I'm very interested in how this thread rides itself out ! So Ken, what is this evidence and if you only have to satisfy your individual requirements for the existence or not of God, does that men it's all in your head ? alone ?
Without support, I'm afraid it does ... so your "plenty of evidence" although shockingly self evident needs to be explained to the rest of us for clarification.
I’ve never been the type to say I lack belief in God, I think I’ve been consistent with claiming what some call God may exist, but because I don’t call anything God, I am atheist. Some worship nature, the Sun, or other inanimate objects, In Rastafarian Haile Selassie was seen as the incarnation of Jesus and worshipped. In some sects of Hindu, Kumari is believed to be the incarnation of one of their Gods. These people are as human as you and I but are worshipped as God, so it would be silly to say what these people call God doesn’t exist. (Haile Selassie died in the 1970’s but I believe Kumari is still alive today)

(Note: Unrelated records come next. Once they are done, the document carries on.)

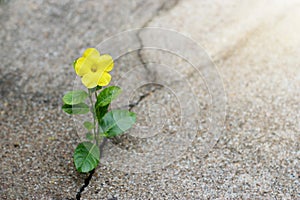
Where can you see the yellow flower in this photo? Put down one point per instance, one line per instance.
(94, 68)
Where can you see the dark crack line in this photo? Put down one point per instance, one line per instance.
(88, 179)
(86, 183)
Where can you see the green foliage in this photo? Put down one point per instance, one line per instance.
(80, 108)
(75, 97)
(101, 111)
(88, 125)
(89, 136)
(116, 122)
(86, 156)
(107, 95)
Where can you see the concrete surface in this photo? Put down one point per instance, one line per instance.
(256, 47)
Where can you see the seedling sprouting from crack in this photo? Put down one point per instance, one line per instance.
(94, 72)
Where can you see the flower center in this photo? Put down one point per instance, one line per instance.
(94, 68)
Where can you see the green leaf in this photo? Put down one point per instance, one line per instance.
(86, 156)
(116, 122)
(80, 108)
(88, 125)
(101, 111)
(89, 136)
(75, 97)
(108, 95)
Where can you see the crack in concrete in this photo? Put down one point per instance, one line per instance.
(88, 179)
(165, 7)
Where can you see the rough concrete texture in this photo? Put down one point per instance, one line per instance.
(256, 48)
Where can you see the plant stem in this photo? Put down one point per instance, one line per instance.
(94, 116)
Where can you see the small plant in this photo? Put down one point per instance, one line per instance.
(94, 72)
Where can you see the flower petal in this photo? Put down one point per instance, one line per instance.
(90, 79)
(82, 66)
(105, 79)
(105, 63)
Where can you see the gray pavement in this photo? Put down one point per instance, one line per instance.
(256, 47)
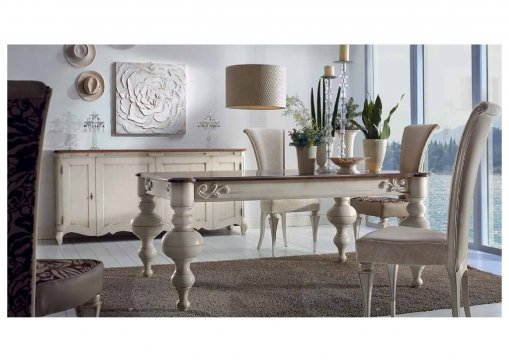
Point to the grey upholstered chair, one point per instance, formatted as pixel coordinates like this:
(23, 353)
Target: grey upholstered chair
(269, 149)
(413, 146)
(38, 287)
(397, 245)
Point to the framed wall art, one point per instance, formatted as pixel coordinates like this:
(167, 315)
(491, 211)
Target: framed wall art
(150, 99)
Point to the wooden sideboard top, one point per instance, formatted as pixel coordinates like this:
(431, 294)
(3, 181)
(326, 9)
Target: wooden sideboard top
(149, 150)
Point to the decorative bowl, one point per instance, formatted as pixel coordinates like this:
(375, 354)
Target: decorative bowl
(347, 165)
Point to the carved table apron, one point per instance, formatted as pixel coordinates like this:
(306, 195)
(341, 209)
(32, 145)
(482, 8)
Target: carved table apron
(183, 189)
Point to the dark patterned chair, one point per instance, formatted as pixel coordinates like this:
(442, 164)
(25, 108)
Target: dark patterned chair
(38, 287)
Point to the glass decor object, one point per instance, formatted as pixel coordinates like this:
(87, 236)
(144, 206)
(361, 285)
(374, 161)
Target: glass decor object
(342, 113)
(209, 123)
(329, 139)
(93, 125)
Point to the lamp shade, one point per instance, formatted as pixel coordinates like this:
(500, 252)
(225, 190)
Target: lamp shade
(256, 87)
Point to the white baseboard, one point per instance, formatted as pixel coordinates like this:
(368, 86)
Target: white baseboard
(46, 233)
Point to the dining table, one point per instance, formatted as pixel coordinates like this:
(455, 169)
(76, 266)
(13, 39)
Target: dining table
(183, 243)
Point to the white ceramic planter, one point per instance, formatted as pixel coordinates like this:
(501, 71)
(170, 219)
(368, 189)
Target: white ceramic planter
(321, 156)
(349, 141)
(306, 156)
(374, 151)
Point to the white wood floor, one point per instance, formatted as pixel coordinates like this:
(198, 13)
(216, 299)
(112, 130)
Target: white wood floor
(121, 251)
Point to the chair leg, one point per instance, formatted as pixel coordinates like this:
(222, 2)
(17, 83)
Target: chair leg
(455, 284)
(366, 280)
(283, 225)
(273, 228)
(357, 227)
(91, 308)
(464, 293)
(263, 215)
(392, 271)
(383, 223)
(315, 219)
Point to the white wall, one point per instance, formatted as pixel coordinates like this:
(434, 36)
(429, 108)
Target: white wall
(205, 93)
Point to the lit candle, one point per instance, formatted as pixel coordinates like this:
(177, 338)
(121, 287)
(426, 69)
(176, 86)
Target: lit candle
(328, 70)
(344, 53)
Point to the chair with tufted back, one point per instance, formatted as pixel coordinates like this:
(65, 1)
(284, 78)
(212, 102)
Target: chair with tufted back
(400, 245)
(413, 146)
(38, 287)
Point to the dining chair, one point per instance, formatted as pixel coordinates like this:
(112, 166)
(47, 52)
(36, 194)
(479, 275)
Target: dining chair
(399, 245)
(269, 149)
(413, 146)
(38, 287)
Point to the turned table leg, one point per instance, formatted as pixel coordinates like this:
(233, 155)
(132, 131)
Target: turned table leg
(342, 216)
(418, 187)
(146, 226)
(183, 243)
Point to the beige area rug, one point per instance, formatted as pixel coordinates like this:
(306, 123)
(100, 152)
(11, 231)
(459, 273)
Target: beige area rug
(297, 286)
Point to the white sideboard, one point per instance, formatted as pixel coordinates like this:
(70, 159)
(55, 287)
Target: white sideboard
(96, 189)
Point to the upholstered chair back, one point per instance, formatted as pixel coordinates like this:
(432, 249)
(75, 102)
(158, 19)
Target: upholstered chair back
(269, 147)
(413, 147)
(468, 157)
(27, 105)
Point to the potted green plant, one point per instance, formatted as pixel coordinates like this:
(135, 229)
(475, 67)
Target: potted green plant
(305, 141)
(350, 129)
(376, 132)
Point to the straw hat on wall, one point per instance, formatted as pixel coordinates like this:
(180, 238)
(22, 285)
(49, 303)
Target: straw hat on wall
(90, 85)
(79, 55)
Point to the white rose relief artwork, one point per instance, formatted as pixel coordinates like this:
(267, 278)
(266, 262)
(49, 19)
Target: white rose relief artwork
(150, 99)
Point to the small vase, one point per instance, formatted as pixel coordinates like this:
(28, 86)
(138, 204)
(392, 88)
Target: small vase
(374, 151)
(321, 157)
(306, 156)
(349, 142)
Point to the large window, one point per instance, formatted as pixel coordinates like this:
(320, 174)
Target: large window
(445, 80)
(391, 80)
(447, 102)
(494, 62)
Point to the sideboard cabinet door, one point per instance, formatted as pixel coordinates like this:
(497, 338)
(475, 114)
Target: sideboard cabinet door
(202, 212)
(117, 200)
(78, 197)
(227, 213)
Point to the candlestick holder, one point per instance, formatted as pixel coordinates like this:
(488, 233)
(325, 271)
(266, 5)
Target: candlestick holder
(342, 119)
(329, 137)
(209, 123)
(93, 125)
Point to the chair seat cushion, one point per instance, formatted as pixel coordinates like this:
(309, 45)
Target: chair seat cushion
(290, 205)
(380, 206)
(62, 284)
(403, 245)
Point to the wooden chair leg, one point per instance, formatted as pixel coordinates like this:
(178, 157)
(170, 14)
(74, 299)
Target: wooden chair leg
(91, 308)
(273, 229)
(455, 285)
(366, 280)
(392, 271)
(263, 215)
(283, 225)
(357, 227)
(315, 219)
(464, 293)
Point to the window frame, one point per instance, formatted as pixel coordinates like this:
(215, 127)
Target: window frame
(479, 93)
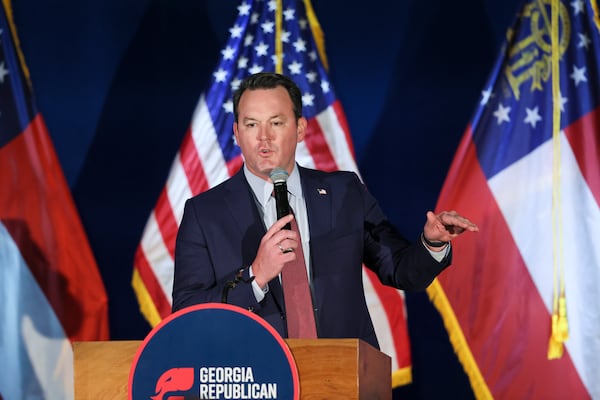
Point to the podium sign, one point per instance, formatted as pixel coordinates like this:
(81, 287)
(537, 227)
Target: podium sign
(213, 351)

You are Christian so all of that doesn’t matter; when you say God you mean the Christian God. One of many reasons I don’t believe in the Christian God is because I find his description to be a contradiction. You can’t be all good and do bad things. You can’t be all wise and do unwise things. You can’t be perfect but do imperfect things. When I look at his treatment of Adam and Eve, Job, People of Egypt, Noah, and many other actions and instructions of God described in the Bible, I see unfair treatment, unwise decisions, and lots of imperfections.
Yet, you resist broader philosophical conceptions of God too, for example an Aristotelian theology.